The leader of the world’s oldest service organization will visit Istanbul on 1 September for the humanitarian organization’s Peace Forum
Hitay Güner, Conference Chair, + 90 212 2313181
(Istanbul, Turkey — 29 August 2007) — The leader of the world’s oldest service organization will visit Istanbul on 1 September for the humanitarian organization’s Peace Forum. This one-day conference is focused on Rotary’s efforts to contribute to the peace process in the Middle East through its myriad humanitarian programs and scholarships.
“Rotary has a long history of bringing together countries, nations and individuals who have historically differed to the point that peace was interrupted by war,” says RI President Wilfrid J. Wilkinson, a chartered accountant from Canada, who took office on 1 July. “This conference has the objective of bringing together men and women who know how their ancestors have suffered as a result of being on one side of a dispute or the other, or perhaps being on neither side and just caught in the middle.”

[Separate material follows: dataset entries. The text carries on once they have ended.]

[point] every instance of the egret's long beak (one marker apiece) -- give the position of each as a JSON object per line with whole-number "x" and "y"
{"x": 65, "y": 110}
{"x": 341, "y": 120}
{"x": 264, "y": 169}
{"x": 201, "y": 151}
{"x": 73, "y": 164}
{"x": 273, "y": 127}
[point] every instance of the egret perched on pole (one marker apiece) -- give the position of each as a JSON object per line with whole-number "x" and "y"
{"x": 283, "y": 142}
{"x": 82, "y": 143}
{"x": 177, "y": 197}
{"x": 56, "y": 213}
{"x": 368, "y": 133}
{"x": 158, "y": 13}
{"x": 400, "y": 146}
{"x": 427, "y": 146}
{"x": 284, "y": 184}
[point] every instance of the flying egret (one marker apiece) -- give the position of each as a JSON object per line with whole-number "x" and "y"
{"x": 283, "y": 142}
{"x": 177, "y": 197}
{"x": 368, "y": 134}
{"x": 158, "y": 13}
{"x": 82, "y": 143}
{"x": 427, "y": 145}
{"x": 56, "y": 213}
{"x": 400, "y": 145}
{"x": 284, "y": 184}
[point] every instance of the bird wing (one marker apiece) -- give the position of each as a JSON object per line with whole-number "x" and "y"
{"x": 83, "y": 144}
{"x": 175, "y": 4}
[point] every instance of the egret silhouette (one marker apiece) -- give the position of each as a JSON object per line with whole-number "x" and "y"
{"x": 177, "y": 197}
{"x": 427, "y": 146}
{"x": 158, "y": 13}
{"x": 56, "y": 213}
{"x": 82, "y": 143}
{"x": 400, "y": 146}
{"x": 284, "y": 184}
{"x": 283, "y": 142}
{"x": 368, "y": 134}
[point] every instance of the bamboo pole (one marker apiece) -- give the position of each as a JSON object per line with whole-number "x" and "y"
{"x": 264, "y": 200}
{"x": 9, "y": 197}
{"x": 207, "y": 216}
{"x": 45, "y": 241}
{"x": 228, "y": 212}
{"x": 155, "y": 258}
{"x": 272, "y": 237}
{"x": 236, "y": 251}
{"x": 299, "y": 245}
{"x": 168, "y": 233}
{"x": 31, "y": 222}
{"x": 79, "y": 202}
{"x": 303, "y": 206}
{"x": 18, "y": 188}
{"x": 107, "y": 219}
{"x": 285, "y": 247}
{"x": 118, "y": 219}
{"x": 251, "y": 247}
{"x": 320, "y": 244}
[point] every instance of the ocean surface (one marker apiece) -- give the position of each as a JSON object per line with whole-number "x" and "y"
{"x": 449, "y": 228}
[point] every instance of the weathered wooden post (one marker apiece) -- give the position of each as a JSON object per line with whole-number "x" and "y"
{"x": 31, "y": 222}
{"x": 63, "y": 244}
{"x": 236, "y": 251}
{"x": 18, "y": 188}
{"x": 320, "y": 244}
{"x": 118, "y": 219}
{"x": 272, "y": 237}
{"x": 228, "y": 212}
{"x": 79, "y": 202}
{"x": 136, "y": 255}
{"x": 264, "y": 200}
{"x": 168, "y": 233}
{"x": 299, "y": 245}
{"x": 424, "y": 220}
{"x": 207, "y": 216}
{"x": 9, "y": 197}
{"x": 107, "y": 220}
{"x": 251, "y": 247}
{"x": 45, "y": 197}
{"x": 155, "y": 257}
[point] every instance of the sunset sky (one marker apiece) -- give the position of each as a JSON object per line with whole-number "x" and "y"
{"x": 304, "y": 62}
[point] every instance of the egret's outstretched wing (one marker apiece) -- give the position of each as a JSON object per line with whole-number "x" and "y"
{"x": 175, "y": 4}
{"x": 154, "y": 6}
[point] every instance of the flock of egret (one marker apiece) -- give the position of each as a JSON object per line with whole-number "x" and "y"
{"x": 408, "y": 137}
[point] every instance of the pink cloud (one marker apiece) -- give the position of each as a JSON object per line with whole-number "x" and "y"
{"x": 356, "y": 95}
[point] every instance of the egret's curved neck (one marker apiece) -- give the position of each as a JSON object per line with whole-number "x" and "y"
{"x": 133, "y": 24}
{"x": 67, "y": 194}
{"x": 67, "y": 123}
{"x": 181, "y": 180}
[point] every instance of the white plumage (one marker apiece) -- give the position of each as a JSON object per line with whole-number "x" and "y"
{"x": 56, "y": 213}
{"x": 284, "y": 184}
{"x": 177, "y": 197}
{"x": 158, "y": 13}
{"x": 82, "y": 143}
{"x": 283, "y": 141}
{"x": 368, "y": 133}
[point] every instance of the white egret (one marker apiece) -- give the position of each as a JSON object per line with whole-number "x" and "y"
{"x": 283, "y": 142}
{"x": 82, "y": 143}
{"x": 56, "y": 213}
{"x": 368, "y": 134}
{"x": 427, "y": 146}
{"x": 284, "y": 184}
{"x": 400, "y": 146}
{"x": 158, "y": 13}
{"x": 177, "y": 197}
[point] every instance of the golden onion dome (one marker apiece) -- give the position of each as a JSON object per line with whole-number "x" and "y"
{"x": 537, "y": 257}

At the forum, Rotarians from near and far will explore how they can contribute to peace by building understanding between different communities. The rationale, says Wilkinson, is to build friendships so that past reasons for conflict can be better understood, while creating a genuine spirit of cooperation for the future.
Keynote speakers include Wilkinson, HE Süleyman Demirel, the former president of Turkey; Dr. Abdul Salam Majali, the former prime minister of Jordan; Örsçelik Balkan, RI director and convener of the forum, and other Rotary leaders, government officials, and educators.

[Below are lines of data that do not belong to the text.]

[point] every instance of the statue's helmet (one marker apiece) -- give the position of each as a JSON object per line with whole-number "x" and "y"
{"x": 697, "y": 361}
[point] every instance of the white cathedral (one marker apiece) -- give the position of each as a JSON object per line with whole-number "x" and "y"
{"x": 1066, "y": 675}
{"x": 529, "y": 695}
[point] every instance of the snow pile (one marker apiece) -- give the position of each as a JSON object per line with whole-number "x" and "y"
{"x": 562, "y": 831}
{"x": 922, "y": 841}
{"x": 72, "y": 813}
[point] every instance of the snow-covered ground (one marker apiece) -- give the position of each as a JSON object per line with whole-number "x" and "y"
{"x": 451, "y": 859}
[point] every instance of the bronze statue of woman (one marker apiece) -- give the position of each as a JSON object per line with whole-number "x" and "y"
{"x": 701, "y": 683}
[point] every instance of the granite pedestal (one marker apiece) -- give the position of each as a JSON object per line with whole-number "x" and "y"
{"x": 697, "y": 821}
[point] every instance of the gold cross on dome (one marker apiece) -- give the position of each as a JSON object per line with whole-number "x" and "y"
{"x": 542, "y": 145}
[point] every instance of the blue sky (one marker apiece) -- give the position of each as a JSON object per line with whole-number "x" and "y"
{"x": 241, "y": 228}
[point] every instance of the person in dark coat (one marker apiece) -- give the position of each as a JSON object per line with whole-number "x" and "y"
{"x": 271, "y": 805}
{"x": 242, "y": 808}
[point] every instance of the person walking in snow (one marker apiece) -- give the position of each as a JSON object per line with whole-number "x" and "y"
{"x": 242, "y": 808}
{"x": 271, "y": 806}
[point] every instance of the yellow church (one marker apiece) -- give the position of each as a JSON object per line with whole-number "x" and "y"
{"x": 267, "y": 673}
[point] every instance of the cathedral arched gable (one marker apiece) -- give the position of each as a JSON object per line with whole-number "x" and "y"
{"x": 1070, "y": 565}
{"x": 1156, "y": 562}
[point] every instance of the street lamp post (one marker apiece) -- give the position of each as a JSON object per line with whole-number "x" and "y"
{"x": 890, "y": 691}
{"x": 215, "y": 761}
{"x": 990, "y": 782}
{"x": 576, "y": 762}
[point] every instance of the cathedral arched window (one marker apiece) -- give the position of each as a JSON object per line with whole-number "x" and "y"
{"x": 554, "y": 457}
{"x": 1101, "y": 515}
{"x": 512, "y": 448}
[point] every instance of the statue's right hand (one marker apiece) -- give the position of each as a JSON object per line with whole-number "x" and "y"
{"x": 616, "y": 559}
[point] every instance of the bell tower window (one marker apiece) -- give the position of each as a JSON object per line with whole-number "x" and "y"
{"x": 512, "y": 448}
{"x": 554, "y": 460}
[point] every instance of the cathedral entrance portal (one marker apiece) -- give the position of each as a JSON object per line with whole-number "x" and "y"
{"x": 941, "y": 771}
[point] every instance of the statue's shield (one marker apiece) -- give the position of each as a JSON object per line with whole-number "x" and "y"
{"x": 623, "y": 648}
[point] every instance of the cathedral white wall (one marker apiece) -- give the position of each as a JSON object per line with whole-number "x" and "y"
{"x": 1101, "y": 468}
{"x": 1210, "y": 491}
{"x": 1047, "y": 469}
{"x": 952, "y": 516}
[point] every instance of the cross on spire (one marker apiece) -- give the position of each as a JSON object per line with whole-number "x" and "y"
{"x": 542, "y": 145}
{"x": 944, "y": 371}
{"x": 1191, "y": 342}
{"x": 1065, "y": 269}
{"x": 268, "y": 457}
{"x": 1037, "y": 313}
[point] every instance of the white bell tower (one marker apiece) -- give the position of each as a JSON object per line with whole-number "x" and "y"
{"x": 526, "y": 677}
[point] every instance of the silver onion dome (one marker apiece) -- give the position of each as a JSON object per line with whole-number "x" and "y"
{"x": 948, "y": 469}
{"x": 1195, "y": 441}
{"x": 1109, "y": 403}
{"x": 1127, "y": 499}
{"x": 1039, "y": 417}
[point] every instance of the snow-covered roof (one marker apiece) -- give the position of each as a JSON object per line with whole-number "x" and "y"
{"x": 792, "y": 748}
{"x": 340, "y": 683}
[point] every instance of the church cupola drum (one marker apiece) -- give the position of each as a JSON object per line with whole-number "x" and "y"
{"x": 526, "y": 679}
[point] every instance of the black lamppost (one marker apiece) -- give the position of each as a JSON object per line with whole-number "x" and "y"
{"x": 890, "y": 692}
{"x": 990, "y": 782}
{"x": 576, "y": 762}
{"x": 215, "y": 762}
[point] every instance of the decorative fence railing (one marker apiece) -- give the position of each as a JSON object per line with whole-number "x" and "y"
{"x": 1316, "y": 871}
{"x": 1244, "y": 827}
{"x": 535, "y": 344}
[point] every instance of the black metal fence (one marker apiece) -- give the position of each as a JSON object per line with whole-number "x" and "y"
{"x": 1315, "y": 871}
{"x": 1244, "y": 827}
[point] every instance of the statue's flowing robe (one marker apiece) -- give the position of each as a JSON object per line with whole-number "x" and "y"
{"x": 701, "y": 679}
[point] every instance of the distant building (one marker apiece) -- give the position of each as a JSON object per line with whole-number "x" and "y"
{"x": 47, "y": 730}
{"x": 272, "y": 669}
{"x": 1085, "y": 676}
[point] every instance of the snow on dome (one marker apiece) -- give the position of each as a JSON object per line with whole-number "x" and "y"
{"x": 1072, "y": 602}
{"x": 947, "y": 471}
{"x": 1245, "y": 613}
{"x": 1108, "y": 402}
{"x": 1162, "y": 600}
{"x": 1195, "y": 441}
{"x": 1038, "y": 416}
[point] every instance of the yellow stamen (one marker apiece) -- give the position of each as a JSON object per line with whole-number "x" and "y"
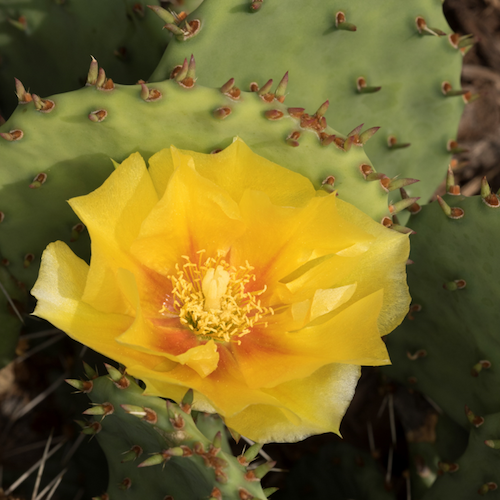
{"x": 210, "y": 298}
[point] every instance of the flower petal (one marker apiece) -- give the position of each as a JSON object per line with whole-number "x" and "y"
{"x": 194, "y": 214}
{"x": 223, "y": 389}
{"x": 113, "y": 214}
{"x": 313, "y": 405}
{"x": 238, "y": 168}
{"x": 59, "y": 290}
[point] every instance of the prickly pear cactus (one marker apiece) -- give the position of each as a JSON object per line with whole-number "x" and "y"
{"x": 338, "y": 471}
{"x": 156, "y": 451}
{"x": 61, "y": 147}
{"x": 475, "y": 473}
{"x": 448, "y": 345}
{"x": 47, "y": 43}
{"x": 388, "y": 67}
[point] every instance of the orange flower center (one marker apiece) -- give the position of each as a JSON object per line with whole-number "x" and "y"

“We are expecting around 400 participants from the Mediterranean region, mainly from Turkey and Middle Eastern countries, including Israel. We shall have Rotarians from Eastern Europe and Pakistan as well,” says Istanbul Rotarian and conference chair Hitay Güner.
Participants will discuss ways to approach the issue from a humanitarian perspective, develop relevant projects in workshop sessions, and learn about the Rotary Foundation’s newest fellowship program, the Rotary Centers for International Studies in peace and conflict resolution. Launched in 2002, this two-year program is aimed at helping the next generation of government officials, diplomats and humanitarian leaders develop the skills needed to reduce the threat of war and violence worldwide.

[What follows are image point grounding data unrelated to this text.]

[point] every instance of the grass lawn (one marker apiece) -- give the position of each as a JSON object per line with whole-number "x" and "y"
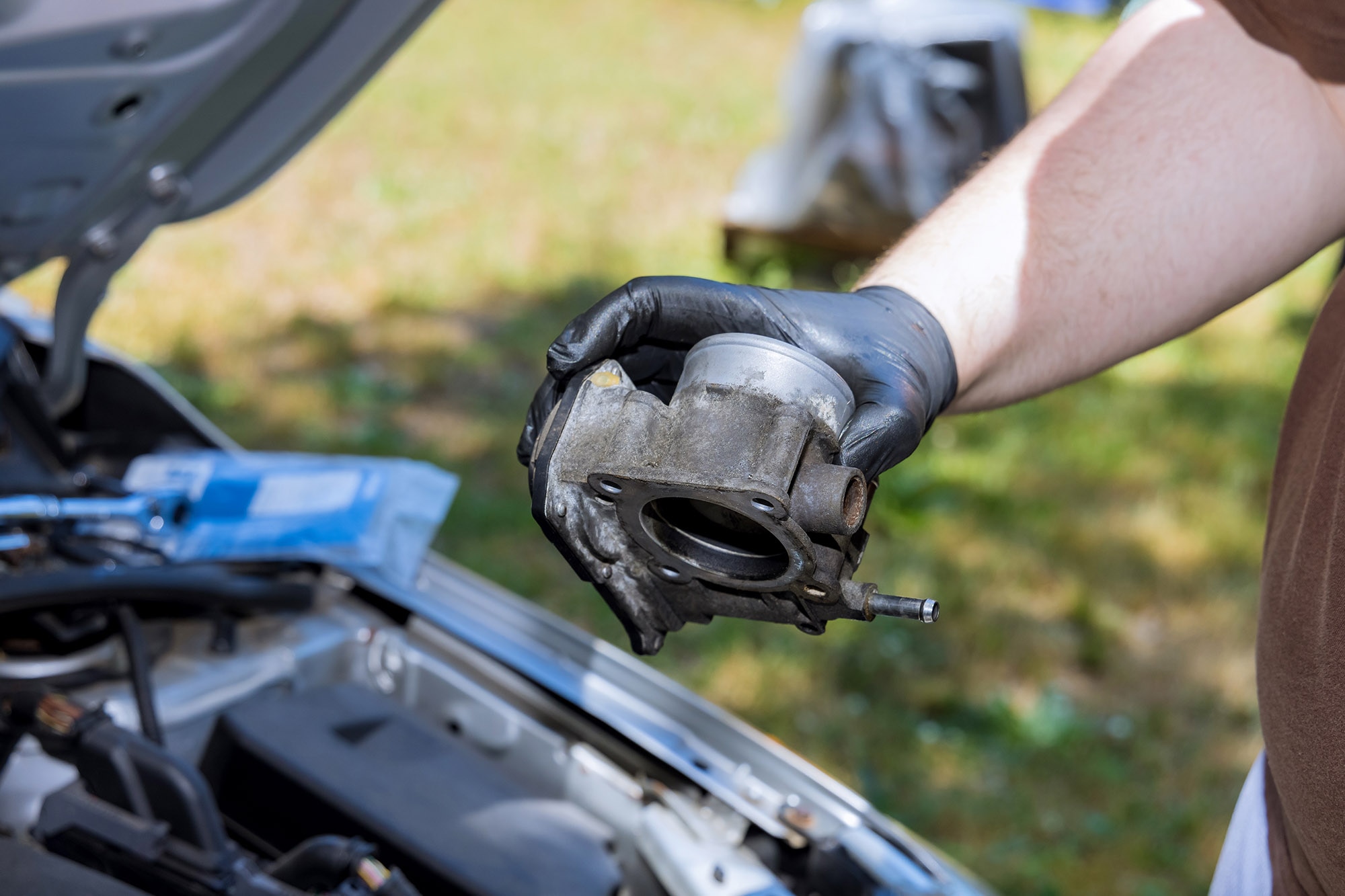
{"x": 1083, "y": 715}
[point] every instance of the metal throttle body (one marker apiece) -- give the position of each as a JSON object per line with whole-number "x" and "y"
{"x": 727, "y": 501}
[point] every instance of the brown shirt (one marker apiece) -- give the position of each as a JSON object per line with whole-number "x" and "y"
{"x": 1301, "y": 634}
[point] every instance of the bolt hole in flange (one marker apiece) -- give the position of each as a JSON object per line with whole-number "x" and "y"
{"x": 716, "y": 538}
{"x": 127, "y": 107}
{"x": 856, "y": 502}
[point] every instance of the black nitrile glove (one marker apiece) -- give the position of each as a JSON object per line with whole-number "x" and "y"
{"x": 886, "y": 345}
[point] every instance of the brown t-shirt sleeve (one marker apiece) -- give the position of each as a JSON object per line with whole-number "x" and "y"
{"x": 1312, "y": 32}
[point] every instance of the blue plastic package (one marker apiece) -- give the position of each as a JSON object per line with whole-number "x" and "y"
{"x": 373, "y": 513}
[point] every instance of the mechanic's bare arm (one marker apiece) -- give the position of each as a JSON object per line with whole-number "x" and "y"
{"x": 1187, "y": 167}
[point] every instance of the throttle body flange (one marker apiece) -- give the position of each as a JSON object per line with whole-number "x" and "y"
{"x": 727, "y": 501}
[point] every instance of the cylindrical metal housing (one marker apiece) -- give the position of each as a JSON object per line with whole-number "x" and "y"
{"x": 765, "y": 365}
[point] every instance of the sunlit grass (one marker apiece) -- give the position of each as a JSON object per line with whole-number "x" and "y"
{"x": 1079, "y": 720}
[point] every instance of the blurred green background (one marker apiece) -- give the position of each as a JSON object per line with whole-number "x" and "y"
{"x": 1085, "y": 712}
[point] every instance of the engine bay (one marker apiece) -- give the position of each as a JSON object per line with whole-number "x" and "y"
{"x": 287, "y": 727}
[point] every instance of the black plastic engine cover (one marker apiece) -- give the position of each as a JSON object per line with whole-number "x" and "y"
{"x": 352, "y": 762}
{"x": 29, "y": 872}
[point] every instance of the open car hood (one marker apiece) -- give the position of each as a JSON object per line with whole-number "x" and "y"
{"x": 124, "y": 115}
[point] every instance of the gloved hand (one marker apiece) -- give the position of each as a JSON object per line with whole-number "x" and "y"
{"x": 884, "y": 343}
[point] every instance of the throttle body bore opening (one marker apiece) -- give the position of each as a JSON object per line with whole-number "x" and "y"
{"x": 716, "y": 538}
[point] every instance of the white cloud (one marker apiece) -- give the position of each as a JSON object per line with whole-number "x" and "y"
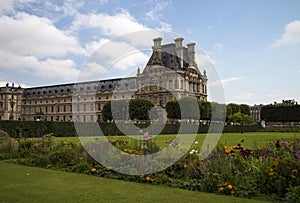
{"x": 48, "y": 68}
{"x": 291, "y": 35}
{"x": 120, "y": 55}
{"x": 218, "y": 47}
{"x": 111, "y": 25}
{"x": 154, "y": 12}
{"x": 165, "y": 26}
{"x": 70, "y": 7}
{"x": 223, "y": 81}
{"x": 94, "y": 45}
{"x": 26, "y": 34}
{"x": 6, "y": 6}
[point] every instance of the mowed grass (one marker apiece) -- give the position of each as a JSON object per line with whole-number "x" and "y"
{"x": 29, "y": 184}
{"x": 252, "y": 140}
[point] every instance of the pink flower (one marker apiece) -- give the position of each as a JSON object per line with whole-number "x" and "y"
{"x": 146, "y": 137}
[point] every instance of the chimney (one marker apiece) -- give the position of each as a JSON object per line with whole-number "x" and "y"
{"x": 191, "y": 53}
{"x": 179, "y": 50}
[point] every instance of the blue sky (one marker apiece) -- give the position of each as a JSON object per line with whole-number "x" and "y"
{"x": 254, "y": 45}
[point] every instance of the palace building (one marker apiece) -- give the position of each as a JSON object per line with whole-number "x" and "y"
{"x": 171, "y": 73}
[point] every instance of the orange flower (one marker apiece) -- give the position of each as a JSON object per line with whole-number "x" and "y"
{"x": 229, "y": 187}
{"x": 227, "y": 151}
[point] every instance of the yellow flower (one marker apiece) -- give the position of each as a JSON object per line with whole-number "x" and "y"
{"x": 226, "y": 147}
{"x": 229, "y": 187}
{"x": 227, "y": 151}
{"x": 49, "y": 165}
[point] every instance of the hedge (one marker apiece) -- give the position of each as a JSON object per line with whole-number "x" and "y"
{"x": 283, "y": 113}
{"x": 67, "y": 129}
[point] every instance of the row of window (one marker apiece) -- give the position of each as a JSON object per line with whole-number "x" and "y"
{"x": 64, "y": 108}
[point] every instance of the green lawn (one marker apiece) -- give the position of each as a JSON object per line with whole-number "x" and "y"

Up to 60 Rotary World Peace Fellows are selected each year in a globally competitive selection process to earn a master’s degree at one of six Rotary Centers located at leading universities in the UK, the U.S., Japan, Argentina and Australia.
Former peace fellow Miho Kishitani, who received her master’s degree from the University of Bradford in England in 2005, will discuss this innovative study program at the Peace Forum.
“It’s easy to talk about peace in New York or Tokyo, where there is no conflict,” says Kishitani, who now works as a country representative for Peace Winds Japan in Northern Iraq. Managing reconstruction programs focusing on education, social care, health, water and sanitation, she believes that to achieve peace, NGO workers and world leaders must spend time “where people struggle to survive because of a lack of peace.”
For more information, please visit http://istanbul.rotarypeaceforum.org/ or www.rotary.org
Rotary is an organization of business and professional leaders united worldwide who provide humanitarian service and help to build goodwill and peace. Paul P. Harris founded the world’s first service club 1905 in Chicago. Today, 1.2 million men and women belong to nearly 33,000 Rotary clubs in more than 200 countries and geographical regions. In Turkey, 6,987 Rotary volunteers from 233 clubs work on programs to combat issues ranging from illiteracy and poverty to health care and vocational training.